Agency Grey London and production company Biscuit made the animated film, Pig Farm, which shows a farmer explaining his job to his young daughters as they dig into a breakfast of sausage and bacon.
Drawing inspiration from the surreal animations found in the hit video game Cuphead and the 1990s series The Ren & Stimpy Show, the ad juxtaposes images of smiling pigs and a quaint farm with conveyor belts where they’re slaughtered. The twisted protagonist even mocks protestors, insisting that they should just have some bacon.

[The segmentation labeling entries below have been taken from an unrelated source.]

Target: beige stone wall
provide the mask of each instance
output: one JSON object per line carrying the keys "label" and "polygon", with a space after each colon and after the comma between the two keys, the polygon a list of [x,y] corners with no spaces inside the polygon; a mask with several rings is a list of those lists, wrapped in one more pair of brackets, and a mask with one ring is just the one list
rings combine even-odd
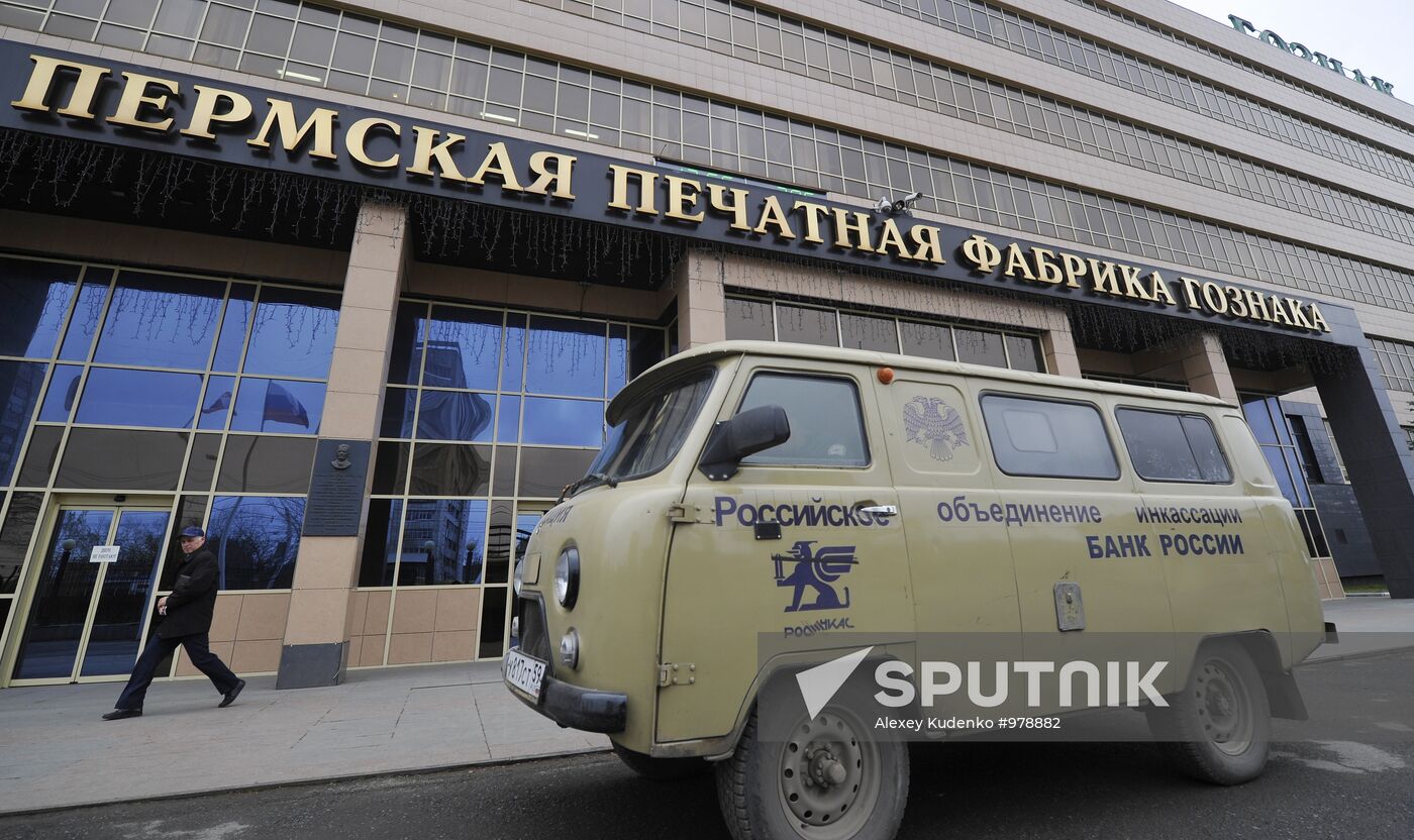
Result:
{"label": "beige stone wall", "polygon": [[[242,676],[273,673],[280,666],[290,593],[221,593],[211,622],[211,652]],[[185,651],[177,652],[175,676],[201,676]]]}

Jeff Low directed the commercial and wrote its disturbingly upbeat song, with the chorus: “Pig farm, it’s where you get bacon from. You don’t have to think about it.”

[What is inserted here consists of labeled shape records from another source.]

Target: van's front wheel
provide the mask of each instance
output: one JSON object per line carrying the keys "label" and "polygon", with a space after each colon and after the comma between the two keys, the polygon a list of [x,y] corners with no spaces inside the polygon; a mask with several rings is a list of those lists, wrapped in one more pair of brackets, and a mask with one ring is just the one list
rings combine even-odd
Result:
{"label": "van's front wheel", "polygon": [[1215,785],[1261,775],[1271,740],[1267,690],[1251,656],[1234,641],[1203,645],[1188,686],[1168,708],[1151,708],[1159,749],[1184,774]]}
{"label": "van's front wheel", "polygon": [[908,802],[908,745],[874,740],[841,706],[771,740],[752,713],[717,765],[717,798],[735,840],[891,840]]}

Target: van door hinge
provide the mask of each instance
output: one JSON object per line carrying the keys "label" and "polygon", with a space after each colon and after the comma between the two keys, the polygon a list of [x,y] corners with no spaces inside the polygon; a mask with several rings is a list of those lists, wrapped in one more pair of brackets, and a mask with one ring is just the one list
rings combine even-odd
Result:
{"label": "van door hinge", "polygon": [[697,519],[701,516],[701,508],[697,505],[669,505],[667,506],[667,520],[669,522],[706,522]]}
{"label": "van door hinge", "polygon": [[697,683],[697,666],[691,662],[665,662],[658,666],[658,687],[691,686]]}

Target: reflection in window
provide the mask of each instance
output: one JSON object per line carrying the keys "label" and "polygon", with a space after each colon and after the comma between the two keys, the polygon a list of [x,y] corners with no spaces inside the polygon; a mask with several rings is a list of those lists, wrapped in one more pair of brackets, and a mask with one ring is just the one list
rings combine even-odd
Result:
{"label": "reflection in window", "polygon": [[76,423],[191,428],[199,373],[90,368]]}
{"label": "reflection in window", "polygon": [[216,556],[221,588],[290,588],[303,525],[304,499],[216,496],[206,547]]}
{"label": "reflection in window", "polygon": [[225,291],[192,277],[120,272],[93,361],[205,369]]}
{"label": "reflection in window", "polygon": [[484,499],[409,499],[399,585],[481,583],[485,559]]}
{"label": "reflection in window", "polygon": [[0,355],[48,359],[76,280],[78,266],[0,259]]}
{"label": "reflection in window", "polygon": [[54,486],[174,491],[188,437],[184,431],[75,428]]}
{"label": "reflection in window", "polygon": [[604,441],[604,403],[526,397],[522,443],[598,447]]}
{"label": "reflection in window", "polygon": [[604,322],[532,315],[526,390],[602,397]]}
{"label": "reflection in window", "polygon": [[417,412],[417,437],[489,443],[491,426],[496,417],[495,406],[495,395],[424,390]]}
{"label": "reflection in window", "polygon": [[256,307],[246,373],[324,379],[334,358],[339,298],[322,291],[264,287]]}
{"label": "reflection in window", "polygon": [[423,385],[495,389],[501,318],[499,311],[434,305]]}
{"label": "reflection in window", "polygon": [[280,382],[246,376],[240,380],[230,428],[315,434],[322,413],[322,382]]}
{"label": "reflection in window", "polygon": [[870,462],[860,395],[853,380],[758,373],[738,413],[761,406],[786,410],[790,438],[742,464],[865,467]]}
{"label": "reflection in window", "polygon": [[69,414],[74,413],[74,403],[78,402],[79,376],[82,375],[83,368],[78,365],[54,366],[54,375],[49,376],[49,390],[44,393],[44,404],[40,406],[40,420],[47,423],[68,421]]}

The dark story ends with the sound of pigs squealing and the message: “All bacon comes from suffering and violence!”
“PETA’s goal is to challenge the status quo and make people think, and the innovative team at Grey has achieved that with this shareable video,” PETA UK, Europe and Australia vice president Mimi Bekhechi, said in a statement. “By pairing disturbing cartoon imagery with a catchy song, we believe the memorable spot will shift attitudes and remind people that every piece of bacon was once a thinking, feeling being who desperately wanted to live.”
The film will run across PETA’s global owned channels, with out-of-home support.
The organization is also using the cartoon visuals on a calendar that only runs for six months–the duration most pigs live before they’re slaughtered–and on a limited-edition crockery set.